How it’s used and how it works

Entity extraction (aka, named entity recognition or NER) is a type of natural language processing technology that enables computers to analyze text as it is naturally written. Specifically, it pulls out the most important data points (entities) in unstructured text (think news, webpages, text fields). Entities include names of people, places, organizations, and products, as well as dates, email addresses, and phone numbers. Extracted entities can populate a database record about the text. This structure enables higher-level analyses, such as relationships between entities, detecting events, and sentiment analysis around entities.

What is named entity recognition used for?

Better search for e-commerce, business research

Extracted entities make keyword search more accurate. Keywords only match words, whereas entity extraction uses context to know when, for example, “Paris” refers to a city, the name of a person ("Paris Jones"), or a nonentity (plaster of Paris). In e-commerce, extracting price, clothing features, size, and other product attributes from descriptions lets shoppers filter searches to refine 200 results to a browsable 20.
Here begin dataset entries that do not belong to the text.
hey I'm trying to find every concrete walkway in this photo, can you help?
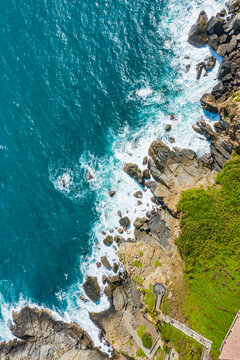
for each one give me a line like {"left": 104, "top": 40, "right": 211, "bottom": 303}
{"left": 161, "top": 314, "right": 212, "bottom": 358}
{"left": 125, "top": 322, "right": 164, "bottom": 359}
{"left": 125, "top": 322, "right": 152, "bottom": 359}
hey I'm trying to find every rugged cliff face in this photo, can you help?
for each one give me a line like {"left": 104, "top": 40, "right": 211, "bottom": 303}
{"left": 0, "top": 307, "right": 107, "bottom": 360}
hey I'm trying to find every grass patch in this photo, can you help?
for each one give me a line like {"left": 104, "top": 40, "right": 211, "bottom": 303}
{"left": 136, "top": 325, "right": 146, "bottom": 339}
{"left": 159, "top": 322, "right": 202, "bottom": 360}
{"left": 133, "top": 260, "right": 143, "bottom": 268}
{"left": 133, "top": 275, "right": 144, "bottom": 285}
{"left": 142, "top": 284, "right": 156, "bottom": 318}
{"left": 154, "top": 260, "right": 162, "bottom": 269}
{"left": 139, "top": 250, "right": 144, "bottom": 257}
{"left": 175, "top": 153, "right": 240, "bottom": 359}
{"left": 136, "top": 347, "right": 146, "bottom": 358}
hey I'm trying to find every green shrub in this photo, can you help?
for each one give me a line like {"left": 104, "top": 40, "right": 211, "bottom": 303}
{"left": 133, "top": 260, "right": 143, "bottom": 268}
{"left": 142, "top": 332, "right": 152, "bottom": 349}
{"left": 154, "top": 260, "right": 162, "bottom": 268}
{"left": 139, "top": 251, "right": 144, "bottom": 257}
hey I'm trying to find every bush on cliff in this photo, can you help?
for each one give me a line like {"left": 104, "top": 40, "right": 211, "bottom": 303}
{"left": 142, "top": 332, "right": 152, "bottom": 349}
{"left": 176, "top": 153, "right": 240, "bottom": 358}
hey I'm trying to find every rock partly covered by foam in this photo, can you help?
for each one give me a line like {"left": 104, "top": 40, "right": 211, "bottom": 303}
{"left": 83, "top": 276, "right": 101, "bottom": 303}
{"left": 187, "top": 11, "right": 208, "bottom": 47}
{"left": 0, "top": 306, "right": 106, "bottom": 360}
{"left": 124, "top": 163, "right": 144, "bottom": 185}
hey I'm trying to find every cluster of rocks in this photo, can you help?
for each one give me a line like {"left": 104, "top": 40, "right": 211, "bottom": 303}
{"left": 188, "top": 2, "right": 240, "bottom": 168}
{"left": 193, "top": 117, "right": 232, "bottom": 171}
{"left": 0, "top": 307, "right": 106, "bottom": 360}
{"left": 188, "top": 3, "right": 240, "bottom": 95}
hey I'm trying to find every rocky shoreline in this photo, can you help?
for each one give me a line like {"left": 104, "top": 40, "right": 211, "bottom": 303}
{"left": 1, "top": 1, "right": 240, "bottom": 359}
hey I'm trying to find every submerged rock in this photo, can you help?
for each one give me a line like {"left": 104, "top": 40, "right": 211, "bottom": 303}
{"left": 83, "top": 276, "right": 100, "bottom": 303}
{"left": 109, "top": 190, "right": 116, "bottom": 197}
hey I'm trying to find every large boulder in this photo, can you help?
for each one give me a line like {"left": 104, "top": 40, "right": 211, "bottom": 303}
{"left": 217, "top": 60, "right": 232, "bottom": 80}
{"left": 101, "top": 256, "right": 111, "bottom": 269}
{"left": 119, "top": 216, "right": 130, "bottom": 227}
{"left": 212, "top": 82, "right": 225, "bottom": 99}
{"left": 113, "top": 287, "right": 128, "bottom": 311}
{"left": 208, "top": 34, "right": 219, "bottom": 51}
{"left": 148, "top": 140, "right": 171, "bottom": 172}
{"left": 188, "top": 11, "right": 208, "bottom": 47}
{"left": 200, "top": 93, "right": 218, "bottom": 113}
{"left": 124, "top": 163, "right": 144, "bottom": 185}
{"left": 103, "top": 235, "right": 113, "bottom": 246}
{"left": 192, "top": 120, "right": 215, "bottom": 141}
{"left": 206, "top": 16, "right": 224, "bottom": 36}
{"left": 83, "top": 276, "right": 100, "bottom": 303}
{"left": 133, "top": 217, "right": 149, "bottom": 229}
{"left": 233, "top": 13, "right": 240, "bottom": 34}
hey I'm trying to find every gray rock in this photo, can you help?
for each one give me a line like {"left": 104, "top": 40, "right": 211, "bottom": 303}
{"left": 124, "top": 163, "right": 143, "bottom": 185}
{"left": 134, "top": 190, "right": 143, "bottom": 198}
{"left": 188, "top": 11, "right": 208, "bottom": 47}
{"left": 104, "top": 284, "right": 116, "bottom": 298}
{"left": 217, "top": 43, "right": 229, "bottom": 56}
{"left": 142, "top": 169, "right": 151, "bottom": 179}
{"left": 119, "top": 216, "right": 130, "bottom": 227}
{"left": 133, "top": 217, "right": 148, "bottom": 229}
{"left": 192, "top": 120, "right": 215, "bottom": 141}
{"left": 212, "top": 82, "right": 225, "bottom": 99}
{"left": 0, "top": 307, "right": 104, "bottom": 360}
{"left": 206, "top": 16, "right": 224, "bottom": 36}
{"left": 113, "top": 287, "right": 128, "bottom": 311}
{"left": 217, "top": 60, "right": 232, "bottom": 81}
{"left": 148, "top": 214, "right": 172, "bottom": 251}
{"left": 208, "top": 34, "right": 219, "bottom": 51}
{"left": 101, "top": 256, "right": 111, "bottom": 269}
{"left": 200, "top": 93, "right": 218, "bottom": 113}
{"left": 83, "top": 276, "right": 100, "bottom": 303}
{"left": 103, "top": 235, "right": 113, "bottom": 246}
{"left": 233, "top": 13, "right": 240, "bottom": 34}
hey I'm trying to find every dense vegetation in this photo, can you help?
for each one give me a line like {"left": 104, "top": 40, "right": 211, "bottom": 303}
{"left": 175, "top": 153, "right": 240, "bottom": 358}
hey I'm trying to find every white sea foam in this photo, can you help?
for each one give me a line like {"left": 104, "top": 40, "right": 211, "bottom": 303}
{"left": 0, "top": 0, "right": 226, "bottom": 354}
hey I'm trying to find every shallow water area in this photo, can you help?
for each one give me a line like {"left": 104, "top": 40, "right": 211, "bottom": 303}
{"left": 0, "top": 0, "right": 226, "bottom": 352}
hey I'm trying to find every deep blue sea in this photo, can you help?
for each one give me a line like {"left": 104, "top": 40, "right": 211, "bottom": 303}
{"left": 0, "top": 0, "right": 224, "bottom": 347}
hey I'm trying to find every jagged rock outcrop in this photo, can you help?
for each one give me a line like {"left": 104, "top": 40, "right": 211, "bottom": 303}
{"left": 0, "top": 306, "right": 106, "bottom": 360}
{"left": 188, "top": 11, "right": 208, "bottom": 47}
{"left": 83, "top": 276, "right": 101, "bottom": 303}
{"left": 147, "top": 140, "right": 217, "bottom": 212}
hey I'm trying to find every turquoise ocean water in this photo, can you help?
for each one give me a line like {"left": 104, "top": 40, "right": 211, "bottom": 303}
{"left": 0, "top": 0, "right": 224, "bottom": 349}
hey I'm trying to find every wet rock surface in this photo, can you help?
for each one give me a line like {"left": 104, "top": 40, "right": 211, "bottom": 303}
{"left": 189, "top": 4, "right": 240, "bottom": 167}
{"left": 0, "top": 306, "right": 106, "bottom": 360}
{"left": 83, "top": 276, "right": 101, "bottom": 303}
{"left": 188, "top": 11, "right": 208, "bottom": 47}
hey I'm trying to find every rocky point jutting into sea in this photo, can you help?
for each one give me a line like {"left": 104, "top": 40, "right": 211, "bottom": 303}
{"left": 1, "top": 1, "right": 240, "bottom": 360}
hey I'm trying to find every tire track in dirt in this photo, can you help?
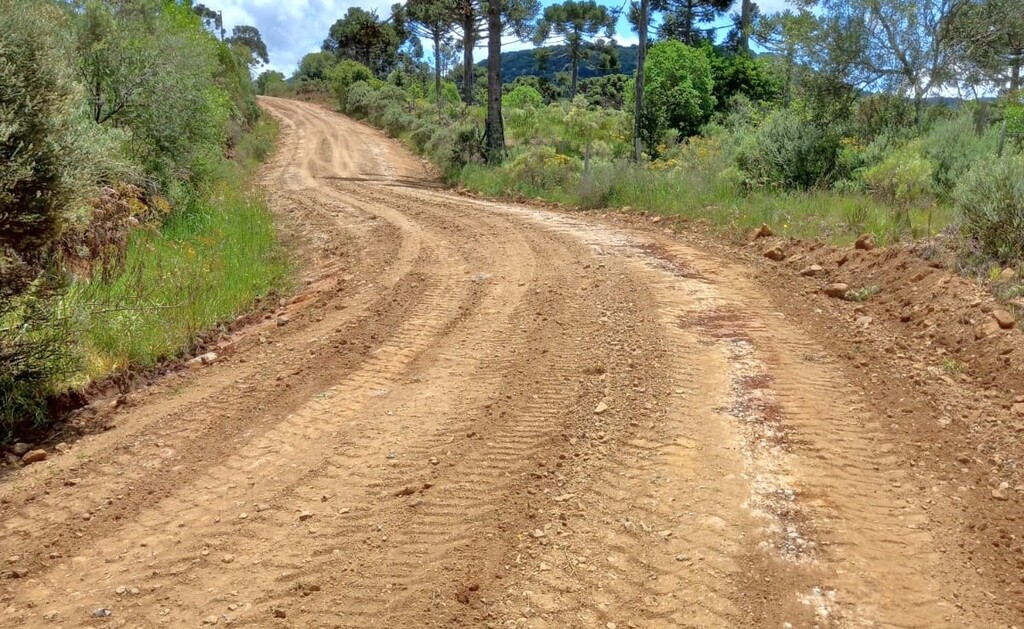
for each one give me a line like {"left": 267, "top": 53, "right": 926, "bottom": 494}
{"left": 0, "top": 98, "right": 985, "bottom": 629}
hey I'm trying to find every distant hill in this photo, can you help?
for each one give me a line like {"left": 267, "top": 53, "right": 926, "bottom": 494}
{"left": 485, "top": 44, "right": 639, "bottom": 83}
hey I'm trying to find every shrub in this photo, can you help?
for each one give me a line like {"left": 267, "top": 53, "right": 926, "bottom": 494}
{"left": 508, "top": 146, "right": 582, "bottom": 190}
{"left": 861, "top": 144, "right": 935, "bottom": 211}
{"left": 0, "top": 0, "right": 87, "bottom": 258}
{"left": 503, "top": 84, "right": 544, "bottom": 110}
{"left": 735, "top": 109, "right": 842, "bottom": 190}
{"left": 955, "top": 156, "right": 1024, "bottom": 262}
{"left": 918, "top": 114, "right": 999, "bottom": 196}
{"left": 0, "top": 0, "right": 88, "bottom": 439}
{"left": 327, "top": 60, "right": 375, "bottom": 110}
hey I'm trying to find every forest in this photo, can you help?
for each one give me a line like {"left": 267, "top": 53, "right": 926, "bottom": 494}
{"left": 1, "top": 0, "right": 285, "bottom": 440}
{"left": 264, "top": 0, "right": 1023, "bottom": 260}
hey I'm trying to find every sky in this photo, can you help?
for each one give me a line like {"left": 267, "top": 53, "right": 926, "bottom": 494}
{"left": 206, "top": 0, "right": 793, "bottom": 76}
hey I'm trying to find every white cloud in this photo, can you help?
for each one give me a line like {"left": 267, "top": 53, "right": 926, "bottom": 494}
{"left": 204, "top": 0, "right": 394, "bottom": 75}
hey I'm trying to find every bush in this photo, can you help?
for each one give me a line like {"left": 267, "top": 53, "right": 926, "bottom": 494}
{"left": 508, "top": 147, "right": 582, "bottom": 190}
{"left": 0, "top": 0, "right": 88, "bottom": 440}
{"left": 0, "top": 0, "right": 88, "bottom": 258}
{"left": 918, "top": 114, "right": 999, "bottom": 196}
{"left": 861, "top": 144, "right": 935, "bottom": 210}
{"left": 327, "top": 60, "right": 375, "bottom": 110}
{"left": 503, "top": 84, "right": 544, "bottom": 110}
{"left": 955, "top": 156, "right": 1024, "bottom": 262}
{"left": 735, "top": 109, "right": 842, "bottom": 190}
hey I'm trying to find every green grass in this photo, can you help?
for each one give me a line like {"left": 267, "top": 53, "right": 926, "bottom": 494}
{"left": 458, "top": 158, "right": 953, "bottom": 246}
{"left": 64, "top": 116, "right": 289, "bottom": 378}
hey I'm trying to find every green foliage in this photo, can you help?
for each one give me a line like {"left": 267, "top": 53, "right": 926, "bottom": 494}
{"left": 0, "top": 0, "right": 88, "bottom": 258}
{"left": 297, "top": 51, "right": 339, "bottom": 82}
{"left": 256, "top": 70, "right": 289, "bottom": 96}
{"left": 861, "top": 144, "right": 934, "bottom": 212}
{"left": 533, "top": 0, "right": 618, "bottom": 95}
{"left": 323, "top": 7, "right": 408, "bottom": 77}
{"left": 579, "top": 73, "right": 629, "bottom": 108}
{"left": 709, "top": 50, "right": 781, "bottom": 111}
{"left": 0, "top": 0, "right": 91, "bottom": 439}
{"left": 226, "top": 25, "right": 269, "bottom": 68}
{"left": 491, "top": 44, "right": 639, "bottom": 83}
{"left": 69, "top": 154, "right": 288, "bottom": 376}
{"left": 328, "top": 60, "right": 377, "bottom": 110}
{"left": 956, "top": 156, "right": 1024, "bottom": 262}
{"left": 917, "top": 114, "right": 999, "bottom": 196}
{"left": 1, "top": 0, "right": 276, "bottom": 441}
{"left": 503, "top": 84, "right": 545, "bottom": 109}
{"left": 509, "top": 146, "right": 583, "bottom": 188}
{"left": 735, "top": 108, "right": 842, "bottom": 190}
{"left": 636, "top": 41, "right": 716, "bottom": 149}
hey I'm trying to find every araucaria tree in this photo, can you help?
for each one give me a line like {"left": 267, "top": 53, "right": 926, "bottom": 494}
{"left": 483, "top": 0, "right": 541, "bottom": 163}
{"left": 533, "top": 0, "right": 618, "bottom": 98}
{"left": 323, "top": 6, "right": 408, "bottom": 77}
{"left": 655, "top": 0, "right": 731, "bottom": 46}
{"left": 408, "top": 0, "right": 460, "bottom": 115}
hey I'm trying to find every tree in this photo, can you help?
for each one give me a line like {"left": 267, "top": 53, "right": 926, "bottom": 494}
{"left": 226, "top": 25, "right": 269, "bottom": 68}
{"left": 192, "top": 3, "right": 225, "bottom": 40}
{"left": 256, "top": 70, "right": 287, "bottom": 95}
{"left": 635, "top": 40, "right": 715, "bottom": 148}
{"left": 738, "top": 0, "right": 754, "bottom": 54}
{"left": 709, "top": 49, "right": 781, "bottom": 110}
{"left": 533, "top": 0, "right": 618, "bottom": 98}
{"left": 408, "top": 0, "right": 460, "bottom": 116}
{"left": 323, "top": 6, "right": 408, "bottom": 77}
{"left": 813, "top": 0, "right": 960, "bottom": 124}
{"left": 483, "top": 0, "right": 541, "bottom": 162}
{"left": 946, "top": 0, "right": 1024, "bottom": 93}
{"left": 629, "top": 0, "right": 650, "bottom": 159}
{"left": 654, "top": 0, "right": 731, "bottom": 46}
{"left": 485, "top": 0, "right": 505, "bottom": 162}
{"left": 753, "top": 8, "right": 819, "bottom": 108}
{"left": 296, "top": 51, "right": 338, "bottom": 82}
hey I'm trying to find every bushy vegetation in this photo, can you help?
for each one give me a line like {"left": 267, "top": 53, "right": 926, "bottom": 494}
{"left": 1, "top": 0, "right": 285, "bottom": 441}
{"left": 290, "top": 0, "right": 1022, "bottom": 273}
{"left": 956, "top": 156, "right": 1024, "bottom": 262}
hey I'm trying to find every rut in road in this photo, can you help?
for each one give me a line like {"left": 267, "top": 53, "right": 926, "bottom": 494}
{"left": 0, "top": 98, "right": 976, "bottom": 628}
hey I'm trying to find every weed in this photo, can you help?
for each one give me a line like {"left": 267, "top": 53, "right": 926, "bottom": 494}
{"left": 846, "top": 286, "right": 881, "bottom": 302}
{"left": 943, "top": 358, "right": 966, "bottom": 375}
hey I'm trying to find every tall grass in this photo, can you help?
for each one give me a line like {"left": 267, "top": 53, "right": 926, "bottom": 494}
{"left": 64, "top": 116, "right": 289, "bottom": 379}
{"left": 460, "top": 156, "right": 951, "bottom": 246}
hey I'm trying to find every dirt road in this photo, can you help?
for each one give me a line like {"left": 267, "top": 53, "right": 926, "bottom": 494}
{"left": 1, "top": 98, "right": 1019, "bottom": 628}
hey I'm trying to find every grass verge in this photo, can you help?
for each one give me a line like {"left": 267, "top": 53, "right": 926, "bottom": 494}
{"left": 65, "top": 116, "right": 289, "bottom": 380}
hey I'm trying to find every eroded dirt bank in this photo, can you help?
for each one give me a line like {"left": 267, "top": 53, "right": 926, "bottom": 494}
{"left": 0, "top": 97, "right": 1020, "bottom": 628}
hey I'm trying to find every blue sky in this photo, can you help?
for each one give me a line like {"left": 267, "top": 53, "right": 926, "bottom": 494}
{"left": 206, "top": 0, "right": 791, "bottom": 75}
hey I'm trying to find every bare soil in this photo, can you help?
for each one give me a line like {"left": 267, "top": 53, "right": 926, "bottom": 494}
{"left": 1, "top": 98, "right": 1021, "bottom": 628}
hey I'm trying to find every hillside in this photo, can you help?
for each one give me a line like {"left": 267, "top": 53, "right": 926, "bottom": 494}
{"left": 487, "top": 44, "right": 639, "bottom": 82}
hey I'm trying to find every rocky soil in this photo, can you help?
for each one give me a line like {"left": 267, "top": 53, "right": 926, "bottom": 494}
{"left": 1, "top": 98, "right": 1021, "bottom": 629}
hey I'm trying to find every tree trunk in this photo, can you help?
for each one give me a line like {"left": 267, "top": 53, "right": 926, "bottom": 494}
{"left": 739, "top": 0, "right": 752, "bottom": 55}
{"left": 570, "top": 42, "right": 579, "bottom": 98}
{"left": 462, "top": 7, "right": 476, "bottom": 104}
{"left": 434, "top": 39, "right": 443, "bottom": 120}
{"left": 485, "top": 0, "right": 504, "bottom": 163}
{"left": 633, "top": 0, "right": 648, "bottom": 161}
{"left": 1012, "top": 55, "right": 1021, "bottom": 93}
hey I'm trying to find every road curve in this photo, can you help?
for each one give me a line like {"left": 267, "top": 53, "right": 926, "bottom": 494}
{"left": 0, "top": 98, "right": 986, "bottom": 628}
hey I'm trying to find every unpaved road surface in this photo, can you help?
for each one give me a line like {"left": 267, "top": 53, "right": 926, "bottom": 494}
{"left": 1, "top": 98, "right": 1020, "bottom": 628}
Brand monitoring and intelligence gathering

Want to know “what are people saying” about a new product launch or their experience at your hotel? NER is an enabling technology for sentiment analysis to track social media buzz or uncover new rivals. Intelligence agencies that track specific people and organizations of interest in message streams can distinguish between similarly named entities (e.g., Richie Fox the astronaut or hockey referee) by linking to an entity knowledge base using the context surrounding the entity. (Does the text refer to space or hockey?)

Knowledge graphs, event extraction, fact extraction

Pushing the possible are technologies built on NER:

Knowledge graphs visualize the relationship between entities (who is affiliated with what organizations and locations)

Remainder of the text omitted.